2012-10-01 Thread Marty Lederman
Fortunately, the question here is far, far removed from whether the state
can or should require anyone to perform an abortion, or to kill in battle.
It is, instead, whether the state can require employers to take some of the
money they would have used to pay employee salaries, or taxes -- some of
which would foreseeably have been used to pay for contraception (or even
abortions, in the case of salaries), anyway -- and instead use it to
partially subsidize an insurance plan that, like salaries and taxes, is
used to pay for countless goods and services, some of which involve
contraception, but only when someone else (the employee) chooses to use it
for that purpose.  (FWIW, I believe the law does not allow HHS to require
plans to cover abortions, and the Rule therefore does not do so.)

Doug, a couple of your posts here have suggested that even in the cases of
salaries and taxes being used for contraception, there is a substantial
burden on the religious exercise of objectors, but one that might be
overcome by a compelling government interest.  For anyone who starts from
that view, the HHS would certainly raise a harder question.  But I am not
aware of any employer, or Catholic theologian, who takes the view that the
payment of taxes or salaries is wrongful just because the employer knows
that they will be put to use for contraception and (in the case of
salaries) abortions . . . and many other things, besides, that are wrongful
in the eyes of the employer.

Thus the question here is whether the state ought to take at face value the
assertions of some employers that the moral obligation changes dramatically
when the money is used for partial subsidization of an insurance plan,
rather than for taxes or salaries.  I actually think this is a complex
question, as to which I deeply appreciate the many thoughtful views others
have contributed to this thread.  But whatever the merits of that
distinction, the case is a far cry from compelling the employer to kill
another human being.

On Mon, Oct 1, 2012 at 7:27 PM, Douglas Laycock dlayc...@virginia.eduwrote:

 We have a long political tradition of treating objections to killing as a
 special claim, deserving special protection. We have exempted conscientious
 objectors in all our wars, even when national existence was on the line,
 and notwithstanding powerful incentives to dubious conversions or false
 claims.

 This protection has not been as broad as objectors would like; it is not
 immune to limitation when government chooses to assert its compelling
 interests.
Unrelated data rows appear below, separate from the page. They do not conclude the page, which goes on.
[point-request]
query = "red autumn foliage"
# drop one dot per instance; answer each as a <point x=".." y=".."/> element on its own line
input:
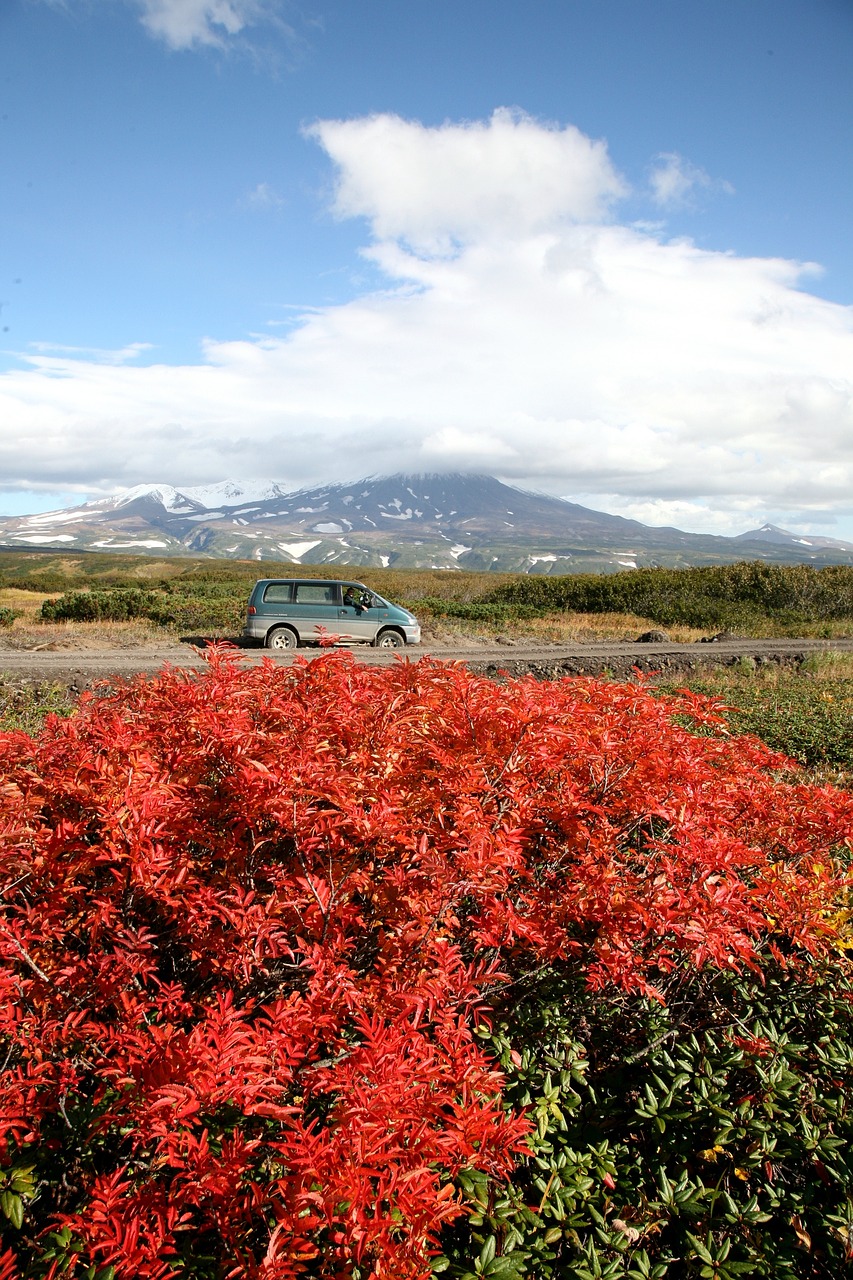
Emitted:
<point x="251" y="919"/>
But it received very strong protection that grew stronger over
 time.

 In the war case, we all agree that draftees may be asked to kill other
 human beings, but the majority says these are lawful killings, and the
 minority says they are killings prohibited by God.

 In the abortion case, the majority believes it is not a killing of a human
 being; the conscientious objector believes it is. The disagreement over the
 nature of the killing comes at a slightly different point; I do not claim
 that the cases are identical.

 I do believe that there are sound reasons, reflected in our legal and
 political tradition, to give special deference to what the conscientious
 objector believes is a refusal to kill another human being.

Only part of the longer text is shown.